Las redes se abren y la
bestia de aguas profundas se introduce en la guarida del lobo para establecer
un punto de vigilancia y espionaje en las mismas orillas del enemigo. El viaje
ha sido largo y los japoneses han echado el cerrojo a su bahía de Tokyo como si
fuera el redil de donde salen todas las furias. Hay que camuflarse bajo la
quilla de sus destructores para engañar radares y trampas, minas y cargas. Los
hombres del Copperfin son valientes,
pero la tensión, en ocasiones, no se domina. Hay que permanecer en silencio en
el fondo, tratando de parecer una roca inmóvil mientras se desarrolla toda la
infraestructura que va a permitir el primer bombardeo en suelo japonés. Y luego
hay que salir rápido, sin dejar huella, con una estela del motor y tres o
cuatro torpedos ante el maldito gato que no quiere dejar escapar al ratón. No
hay nada peor que esperar el estallido de las cargas de profundidad, el
insoportable traqueteo de las ondas expansivas mientras el submarino se va
agrietando, aflojando sus tuercas, separando sus mamparos. Para complicar aún
más las cosas, un muchacho novato sufre de apendicitis y hay que operar.
Maldita guerra. Obliga a convertir en realidad lo que es sencillamente
imposible.
Todos los marineros del
submarino se acuerdan de sus casas, bromean e, incluso, celebran la Navidad.
Eso forma parte del melodrama, pero cuando hay que acudir a los puestos de
combate, no se lo piensan dos veces. La supervivencia es el objetivo principal
y si, de paso, se dejan unos cuantos regalos en las aguas niponas, misión
cumplida. Habrá que correr, habrá que disparar, habrá que guardar un silencio
de muerte, habrá que sudar porque esa es la única manifestación permitida del
miedo. Incluso habrá que recoger a un piloto enemigo del agua para comprobar
que no merece más que el cuerpo se llene de balas. Los torpedos en un disparo
de proa van a poner a prueba la habilidad del capitán y todo se rodea de un
mortecino color metálico a bordo del viaje donde se pusieron ciertas semillas
para el bombardeo de la capital del Japón.

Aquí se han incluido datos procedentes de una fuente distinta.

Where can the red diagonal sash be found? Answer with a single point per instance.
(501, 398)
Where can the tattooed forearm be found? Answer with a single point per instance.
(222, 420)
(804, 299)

Delmer Daves, uno de esos artesanos que hacía estupendas películas, dirigió Destino: Tokyo con brío, pasando un poco de puntillas por la parte más sentimental y poniendo todo el vigor en las tensas esperas, en las órdenes firmes, en los silencios que aguardan el ruido enemigo. Cary Grant interpreta al capitán de ese submarino que se arriesga en una misión sin límites de audacia y lo hace con algunas secuencias de mérito, con el rostro apropiado y el paternalismo algo trasnochado. John Garfield interpreta al marinero arrojado, fanfarrón, pero indudablemente bravo que se arriesga tanto dentro de la cáscara de nuez como fuera. Por supuesto, toda una nómina de estupendos secundarios se mueven en las salas del Copperfin porque Daves, en una sabia decisión que no hace más que aumentar la inquietud, nunca enseña al enemigo salvo en sus barcos. Las maquetas son antiguas, pero efectivas y Destino: Tokyo es una de esas películas de propaganda que salieron muy bien durante los años de la Segunda Guerra Mundial. No cabe duda de que hay que dar la orden de elevar el periscopio y atisbar atentamente esta historia que, hoy en día, se erige como un estupendo entretenimiento de sesión de tarde.